Saturday, August 12, 2017
By Paul Martin

While economic sanctions from the United States and the UN have led to a decrease in North Korea’s mining production, the small nation sits on one of the largest stockpiles of mineral reserves in the world.

By Rachel Blevins
TheFreeThoughtProject.com
August 12, 2017

The United States has recently ramped up its fear campaign against North Korea once again, and while there are a number of reasons why the U.S. War Machine appears to have chosen this small nation as its next target, one thing is clear—this invasion could be incredibly beneficial for major corporations.

According to a report from Quartz, North Korea’s mountainous surface sits on top of some of the largest stockpiles of mineral reserves in the world, which are valued at TRILLIONS of US dollars.
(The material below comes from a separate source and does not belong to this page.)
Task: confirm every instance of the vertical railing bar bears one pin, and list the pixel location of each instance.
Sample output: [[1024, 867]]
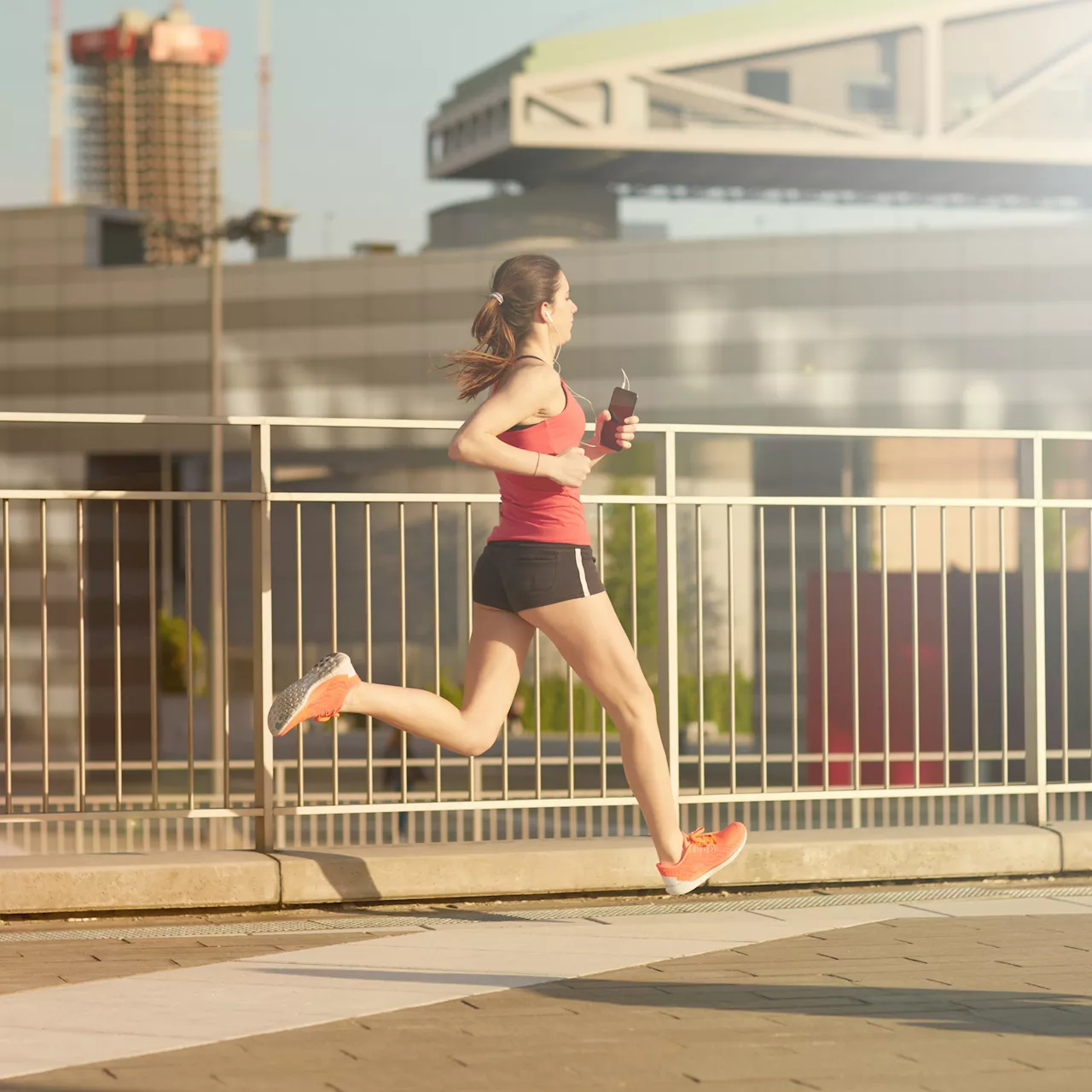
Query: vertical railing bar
[[471, 763], [732, 651], [81, 648], [300, 787], [334, 757], [1033, 566], [825, 651], [944, 679], [8, 773], [45, 654], [854, 607], [975, 722], [632, 572], [226, 650], [764, 771], [603, 712], [916, 648], [793, 648], [1002, 594], [700, 578], [153, 648], [885, 617], [538, 717], [572, 726], [261, 607], [438, 764], [1064, 576], [403, 738], [188, 531], [369, 722]]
There are over 200 kinds of minerals, such as “iron, gold, magnesite, zinc, copper, limestone, molybdenum, graphite, and more.”

The report noted that the $6-10 trillion estimate also includes “large amounts of rare earth metals, which factories in nearby countries need to make smartphones and other high-tech products.”

Instead of profiting from the vast array of mining opportunities, North Korea has actually been decreasing its mining production. In April, the Center for Strategic & International Studies noted that “there is a shortage of mining equipment and North Korea is unable to purchase new equipment due to its dire economic situation, the energy shortage and the age and generally poor condition of the power grid.” As a result, it is estimated that “the average operational rate of existing mine facilities is below 30 percent of capacity.”

The “dire economic situation” mentioned in the report is the desired effect of the U.S. sanctions against North Korea that were signed into law by former President Obama in February 2016. The law imposed “mandatory sanctions for entities that are involved in North Korea’s mineral or metal trade, which contribute to a large component of the country’s foreign export earnings.”